Configure Jupyter Notebook for Spark 2.1.0 and Python

Contributed by

9 min read

I'll guess that many people reading this have spend time wrestling with configuration to get Python and Spark to play nicely. Having gone through the process myself, I've documented my steps and share the knowledge, hoping it will save some time and frustration for some of you.

This article targets the latest releases of MapR 5.2.1 and the MEP 3.0 version of Spark 2.1.0. It should work equally well for earlier releases of MapR 5.0 and 5.1. In fact, I've tested this to work with MapR 5.0 with MEP 1.1.2 (Spark 1.6.1) for a customer.

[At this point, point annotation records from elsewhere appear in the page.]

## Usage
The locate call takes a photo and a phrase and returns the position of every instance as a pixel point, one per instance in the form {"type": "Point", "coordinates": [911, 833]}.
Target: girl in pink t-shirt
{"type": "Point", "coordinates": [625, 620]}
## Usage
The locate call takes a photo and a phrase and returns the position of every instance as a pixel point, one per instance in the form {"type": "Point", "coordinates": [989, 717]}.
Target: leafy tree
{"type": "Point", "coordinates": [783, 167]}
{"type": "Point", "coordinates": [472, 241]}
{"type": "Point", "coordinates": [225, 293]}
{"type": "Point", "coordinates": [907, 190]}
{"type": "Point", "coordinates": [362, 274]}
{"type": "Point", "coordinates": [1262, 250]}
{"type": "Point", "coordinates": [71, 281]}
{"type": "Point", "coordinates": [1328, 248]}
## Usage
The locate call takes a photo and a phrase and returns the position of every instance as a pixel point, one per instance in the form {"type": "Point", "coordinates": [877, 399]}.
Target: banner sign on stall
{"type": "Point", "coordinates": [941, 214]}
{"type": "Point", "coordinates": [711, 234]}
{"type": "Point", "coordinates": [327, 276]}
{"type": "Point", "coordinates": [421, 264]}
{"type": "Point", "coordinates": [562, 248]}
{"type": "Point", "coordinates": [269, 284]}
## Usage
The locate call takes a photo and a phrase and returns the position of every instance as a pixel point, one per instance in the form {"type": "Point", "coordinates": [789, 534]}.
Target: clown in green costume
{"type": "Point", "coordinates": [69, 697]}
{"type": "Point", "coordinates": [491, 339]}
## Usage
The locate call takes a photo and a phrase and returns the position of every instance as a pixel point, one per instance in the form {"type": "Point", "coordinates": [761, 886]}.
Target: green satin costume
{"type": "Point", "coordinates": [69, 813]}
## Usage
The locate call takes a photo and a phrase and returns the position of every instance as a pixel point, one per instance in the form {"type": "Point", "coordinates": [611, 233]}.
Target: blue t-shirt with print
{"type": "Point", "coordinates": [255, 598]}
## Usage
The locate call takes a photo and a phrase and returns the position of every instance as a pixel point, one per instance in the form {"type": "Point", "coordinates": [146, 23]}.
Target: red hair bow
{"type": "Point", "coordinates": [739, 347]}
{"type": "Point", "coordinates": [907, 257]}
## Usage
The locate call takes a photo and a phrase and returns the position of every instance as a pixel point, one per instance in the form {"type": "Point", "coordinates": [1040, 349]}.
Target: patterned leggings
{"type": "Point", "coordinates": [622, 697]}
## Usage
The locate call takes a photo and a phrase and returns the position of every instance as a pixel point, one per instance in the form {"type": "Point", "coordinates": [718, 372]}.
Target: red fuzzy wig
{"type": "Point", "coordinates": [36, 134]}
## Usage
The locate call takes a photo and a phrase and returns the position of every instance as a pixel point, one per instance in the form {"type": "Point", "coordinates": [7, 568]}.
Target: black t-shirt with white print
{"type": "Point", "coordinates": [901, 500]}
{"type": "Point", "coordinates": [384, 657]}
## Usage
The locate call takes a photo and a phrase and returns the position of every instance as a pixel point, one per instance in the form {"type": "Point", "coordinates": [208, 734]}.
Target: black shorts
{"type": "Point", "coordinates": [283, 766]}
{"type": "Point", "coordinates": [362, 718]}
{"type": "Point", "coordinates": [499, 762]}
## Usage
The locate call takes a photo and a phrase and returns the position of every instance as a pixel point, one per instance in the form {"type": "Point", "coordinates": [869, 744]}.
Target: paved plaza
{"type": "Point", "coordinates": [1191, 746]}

The version of Jupyter is 4.3. It seems like it changed quite a bit since the earlier versions and so most of the information I found in blogs were pretty outdated. Hence having so much trouble getting everything working to my satisfaction.

My goals:

  • Running PySpark successfully from either a cluster node or an edge node
  • Running python code in YARN distributed mode
  • Have access to modules like numpy, scipy, pandas and others.
  • Do all this using Jupyter in server mode that I access from my own laptop

I'm leaving out Jupyter server mode security, which could be the topic of a future blog, potentially. I've implemented it before and found THE JUPYTER DOCUMENTATION to explain setting it up for encryption (HTTPS) and authentication to be pretty good.

Installing Python

Verify your version of Python:

python --version

If it's Python 2.6.X, it's probably a good idea to use a recent build of Python 2.7 If it's Python 2.7.X, then you'll need to choose to use the system python or not.

  • System python is easier to make work, it's already there and shared everywhere.
  • Isolated separate python (anaconda or a separate python) is harder to get working but will provide a more consistent environment where each user can have their own (and only their own) modules installed.

I will use Miniconda for Python 2.7 64bits throughout. It works very well. Using Python 3 would be just the same, with the only difference being in terms of code and module compatibility. Either work fine with Spark.

Note: Python 3.6 doesn't work with Spark 1.6.1 See SPARK-19019.

Installing Anaconda

There is a choice between Anaconda and Miniconda, as well as between python 2.7 and Python 3.6.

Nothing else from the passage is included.